Bitcoin's ardent supporters have long maintained that, like gold, BTC is a viable hedge against more traditional markets when the latter take a downturn. It is supposed to be a way to protect your assets during a recession, when fiat currency is in crisis. This has always been one of its core functions, its supporters have said for the last decade.
Well, we might finally found out if any of that is true or bullshit.
I posed the question and showed some graphs yesterday, comparing BTC to stock indexes and the value of gold. I did not see any obvious correlation between BTC and the other charts. It did seem that gold saw a surge as other markets fell, though.
I also pointed out that the only correlation was in the last few days, with BTC following a falling stockmarket, instead of the opposite as BTC's supporters have long held.
It seems today that more confirmation has arrived.
Alongside a stock market that is seeing record bad days in the past two years, BTC continues to fall from a weekly high around $10k. If it can maintain stability in the coming weeks against a falling stock market, than BTC can live up to its hype as a hedge. But so far it doesn't look good.
The latest from the stock market is rough. The DOW has lost another some 879 points. The S&P is down another 3%. U.S. Treasury bonds sunk, with the yield curve inverting since Monday. Meaning that, if you have a 10-year bond with the Treasury, your value after holding that bond for ten years is assumed to be less than the value of holding a 3-month bond. This curve is generally used to indicate a recession.

If fears of the corona virus trigger a mass sell off of a vast and bloated market, beginning the recession that everyone has been expecting, than we will finally see if Bitcoin can perform one of its core duties: hedging against traditional markets as a store of value.

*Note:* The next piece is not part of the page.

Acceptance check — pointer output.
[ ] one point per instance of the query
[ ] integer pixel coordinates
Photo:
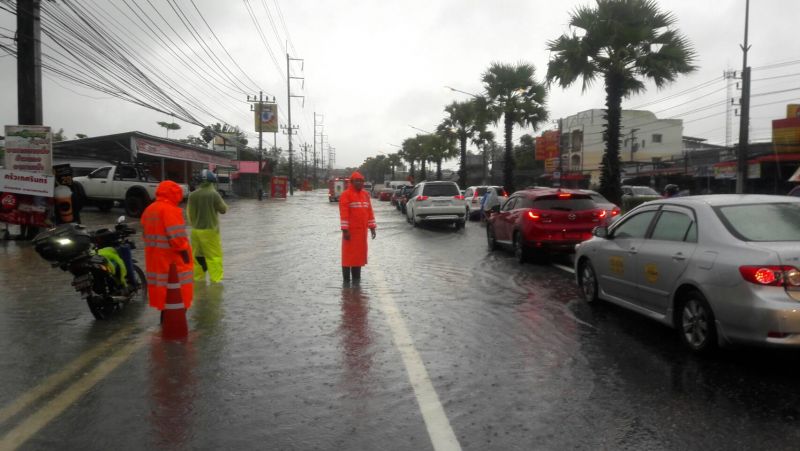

Ten years of existence for Bitcoin has indeed proved that it IS an asset. But its ability to stand on its own, away from stocks, is what most have expected of it. A failure in this regard could be the actual blow to kill Bitcoin. Note that institutional investors have made the claims innumerable times that BTC is dead. And they've always been wrong. But a mass sell off of Bitcoin in a time of recession, that is, a failure of Bitcoin to be a hedge against a recession, signals that one of its main functions is null and void. That failure, in my opinion, is what would actually kill BTC in the eyes of its own supporters.
Don't be surprised to see massive shorts right now.
Where are you bets? Do you think BTC will hold?